147 Laidley was designed and built by the Architect owners, Jim Zack and Lise de Vito, and they now occupy it along with their two children.

This contemporary single family residence is located on a typical 25 ft x 100 ft San Francisco infill lot.

With just over 3,000 sq ft, three + bedrooms, three bathrooms and an open plan living floor with dramatic views of the City, the Bay and the Bay Bridge, this urban house is beautifully executed.

The Laidley House by Zack|de Vito Architecture:

“This ground-up single-family residence peers over a steep downhill slope where views of the City and Bay are omnipresent. The owners, a family of four, were both architect and builder.  The goal of the project was to create a modern, eco-sensitive, urban retreat that was kid tough and kid friendly, but didn’t compromise on design. The open plan is rationally composed of two side-by-side volumes, the larger volume sliding past the smaller, pushing out toward the view on three levels. The secondary volume is shorter, creating a three story, south facing notch allowing light, air and more views to penetrate the building.

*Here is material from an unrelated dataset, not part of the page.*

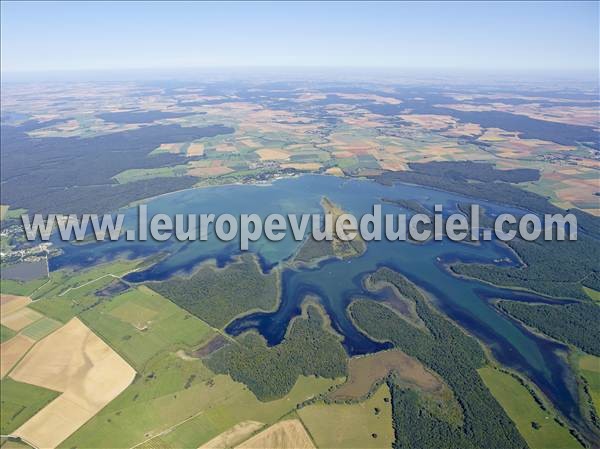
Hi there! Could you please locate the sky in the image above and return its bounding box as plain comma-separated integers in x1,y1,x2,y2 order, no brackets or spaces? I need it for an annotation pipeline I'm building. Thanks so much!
1,0,600,73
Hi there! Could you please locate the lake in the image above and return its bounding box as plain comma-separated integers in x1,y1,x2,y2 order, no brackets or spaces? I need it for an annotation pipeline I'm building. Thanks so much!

The volumetric push/pull creates a hierarchy on the building facades, expressing interior functions, and providing covered areas at key entry points. Two boxes, echoing traditional bays, project from the front façade; one a steel and acrylic balcony, the other an oversized steel and glass bay-containing window seat.

The rear, view side of the house is broken down with projecting balconies and capped with a sloping roof, projecting out from the living room. Steel channels structurally and visually connect the balconies and roof projection to the main stucco volume.

Entry into the house is directly off of street level where an open, translucent staircase flows up or down and floods the three levels with natural light from a large, operable skylight above. The house is broken down programmatically by floor. The public spaces of the kitchen, dining room, living room and studies are on the upper floor. Separation of the formal public spaces is blurred, opening the floor to views and creating a multi-functional, family friendly space.

The living room drops three steps, separated by a low cabinet, creating a more dynamic spatially volume. Below the entry level is the master suite. A graphic row of cabinetry opens the “closet” into the room resulting in a long, dramatic space again open to the views. Down one more level is the kid’s floor with a large family room, two bedrooms and a bathroom. Deck and yard are accessed from this level, drawing in more light and views.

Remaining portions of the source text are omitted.